Lupus: C.T.M.

 Lupus: C.T.M.

(Health One Family Medicine)

            Lupus is a lifestyle adjustment, it is silent and resilient. It gives the common phrase believe what one see and not what one hear true meaning. Lupus survivors are good at hiding what they feel. Silence is one of the coping mechanisms patients use to get through the day. This is also one of the reasons family, friends and spouses are not able to assist them when in need.  

Psychological Concepts

It is okay to believe that one can do it alone. Yet is not fact, a support system can help with mental stability. Being overwhelmed and stress will not assist a person in getting better. In fact it can do the exact opposite. Psychologically one must remain sound and know when to give up control and ask for help. Two of the main psychological disorders amongst Lupus recipients are anxiety and depression (Beckerman, Auerbach, & Blanco, 2011).  Stress brings its own set of ailments and having Lupus can trigger certain flare-ups to happen. These flare ups can range from becoming fatigue and lacking stamina because of a depressive state (Beckerman, Auerbach, & Blanco, 2011). Others can be lack of sleep and/or not eating well and failing to take SLE medication and therapy.  

Theories and Models

The Biomedical model teaches what is known or assume about disability. It gets to the core of how it controls and structures our ability to cope and process a disease. Yet the Functional and Environmental model gives information on how far one can go. It also assist in controlling what is allowed within the healing environment (Marini & Stebnick, 2018). Initially one would think the understanding of SLE would come primarily from these two models. However the sociopolitical model assists in understanding the day to day life of living with a disability (Marini & Stebnick, 2018). Lupus is still among the disabilities that are not considered a disability. When it comes to diagnosing and seeking disability assistance Lupus is hard to prove. With every ailment being closely related to others many suspect that a person is faking or does not appear sick. This is an imperative reason why the sociopolitical model is so essential to Lupus.
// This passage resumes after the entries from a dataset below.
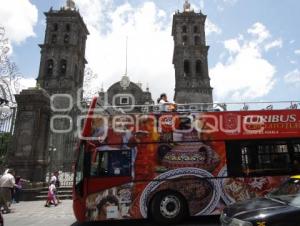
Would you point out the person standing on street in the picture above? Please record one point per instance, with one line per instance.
(56, 182)
(7, 183)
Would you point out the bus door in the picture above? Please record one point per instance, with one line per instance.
(108, 168)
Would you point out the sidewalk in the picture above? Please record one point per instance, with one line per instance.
(35, 214)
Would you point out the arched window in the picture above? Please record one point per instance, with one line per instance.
(68, 27)
(66, 38)
(55, 27)
(53, 39)
(49, 67)
(186, 67)
(198, 67)
(197, 40)
(76, 73)
(184, 40)
(63, 67)
(196, 29)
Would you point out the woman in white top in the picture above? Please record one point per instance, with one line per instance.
(164, 104)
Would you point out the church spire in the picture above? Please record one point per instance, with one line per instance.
(186, 6)
(70, 5)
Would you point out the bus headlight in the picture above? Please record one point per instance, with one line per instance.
(237, 222)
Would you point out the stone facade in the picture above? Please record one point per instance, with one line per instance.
(28, 154)
(125, 94)
(62, 72)
(192, 82)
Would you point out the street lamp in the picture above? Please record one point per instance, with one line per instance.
(52, 149)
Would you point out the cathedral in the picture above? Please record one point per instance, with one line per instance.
(61, 75)
(192, 82)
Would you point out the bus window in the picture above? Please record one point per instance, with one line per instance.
(79, 171)
(111, 163)
(261, 158)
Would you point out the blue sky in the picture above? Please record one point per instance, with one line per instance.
(254, 44)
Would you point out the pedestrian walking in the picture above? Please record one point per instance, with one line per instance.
(18, 189)
(56, 182)
(7, 183)
(51, 198)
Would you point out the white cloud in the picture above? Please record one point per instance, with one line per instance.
(293, 77)
(275, 44)
(246, 74)
(232, 2)
(232, 45)
(260, 32)
(18, 18)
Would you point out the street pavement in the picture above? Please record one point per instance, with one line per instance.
(35, 214)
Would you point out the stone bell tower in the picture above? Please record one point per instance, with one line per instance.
(192, 82)
(61, 71)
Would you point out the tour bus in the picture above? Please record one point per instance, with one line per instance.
(169, 165)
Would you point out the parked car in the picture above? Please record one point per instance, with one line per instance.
(278, 208)
(1, 220)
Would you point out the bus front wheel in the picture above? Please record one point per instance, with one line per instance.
(168, 207)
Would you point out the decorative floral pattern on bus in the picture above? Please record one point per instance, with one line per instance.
(185, 152)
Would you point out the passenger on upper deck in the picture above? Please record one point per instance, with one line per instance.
(164, 104)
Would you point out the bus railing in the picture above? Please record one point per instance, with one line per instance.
(196, 107)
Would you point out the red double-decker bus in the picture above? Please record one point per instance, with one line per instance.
(169, 165)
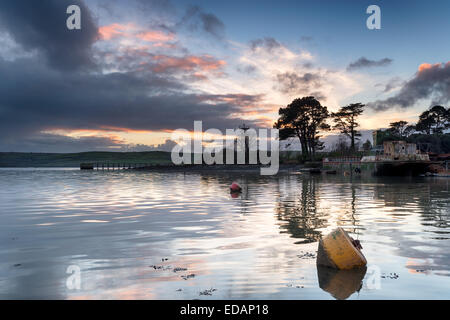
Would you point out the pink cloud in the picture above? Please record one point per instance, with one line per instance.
(187, 63)
(115, 30)
(155, 36)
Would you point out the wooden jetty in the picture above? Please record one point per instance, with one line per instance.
(115, 166)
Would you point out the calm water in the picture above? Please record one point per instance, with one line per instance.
(120, 227)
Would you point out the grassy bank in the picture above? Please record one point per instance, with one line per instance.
(18, 159)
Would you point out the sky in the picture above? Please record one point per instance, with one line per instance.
(140, 69)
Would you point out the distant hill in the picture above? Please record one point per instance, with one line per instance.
(20, 159)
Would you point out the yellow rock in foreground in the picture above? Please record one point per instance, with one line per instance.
(336, 250)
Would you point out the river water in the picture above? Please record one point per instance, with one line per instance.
(69, 234)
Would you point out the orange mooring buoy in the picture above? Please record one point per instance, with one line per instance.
(338, 250)
(235, 187)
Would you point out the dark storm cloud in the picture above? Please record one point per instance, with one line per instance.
(195, 18)
(53, 143)
(293, 83)
(432, 81)
(35, 98)
(41, 26)
(366, 63)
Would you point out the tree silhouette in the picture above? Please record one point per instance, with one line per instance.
(399, 128)
(345, 121)
(434, 121)
(303, 118)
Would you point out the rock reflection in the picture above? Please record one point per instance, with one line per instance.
(341, 284)
(299, 211)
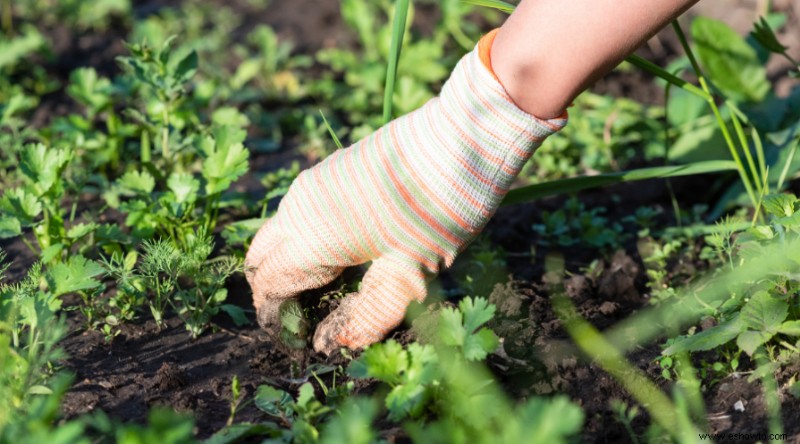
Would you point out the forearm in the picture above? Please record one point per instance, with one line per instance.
(549, 51)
Social support is one of the many ways a person can remain healthy (Moldovan, Carr, & Nicassio, 2011). Yet this is also why many change their way of communication and began to limit interactions. Because many do not understand Lupus, it is difficult to explain when in pain if a person appears well to others. It can become mentally, physically and emotionally strenuous to have to continue to explain that one is sick. Depending on the side effects of a person’s SLE it is possible to bounce back and forth between being well and sick within hours or minutes (Moldovan, Carr, & Nicassio, 2011). Making others theorize that it is a selective disease and not real.

 

How Those in Their Environment Can Help

(Lupus Foundation of America, 2017)

Family, friends and spouses are the biggest and most important throughout the journey. It is important to be attentive and non-judgmental. While giving support strengthen to the individual with Lupus. It is also important for the SLE recipient to respond in the same kind. Sometimes it is hard to give care to someone and can become exhausting. Thus creating care plans will be a necessity in helping everyone. Allowing the family to become one and bringing families together (Lupus Foundation of America, 2017). Get to know the Lupus but care for the person and ask them how to help them through it all. Remember being aware of triggers and eliminating roadblocks will limit stress. Not only that but it can help the family as well by nurturing healthy relationships.

Reference

Beckerman, N. L., Auerbach, C., & Blanco, I. (2011, April 05). Psychosocial dimensions of SLE: implications for the health care team. Retrieved June 12, 2021, from NCBI: https://www.ncbi.nlm.nih.gov/pmc/articles/PMC3093952/

Health One Family Medicine. (n.d.). Lupus: Causes and Symptoms. Retrieved June 09, 2021, from Health One Family Medicine: https://www.healthonemedicine.com/blog/lupus-causes-and-symptoms

Lupus Foundation of America. (2017, August 15). Sharing the Journey: Social Support. Retrieved June 09, 2021, from Lupus Foundation of America: https://www.lupus.org/blog/sharing-the-journey-social-support#

Marini, I., & Stebnick, M. A. (2018). The Psychological and Social Impact of Illness and Disability 7th Ed. New York: Springer Publishing Company.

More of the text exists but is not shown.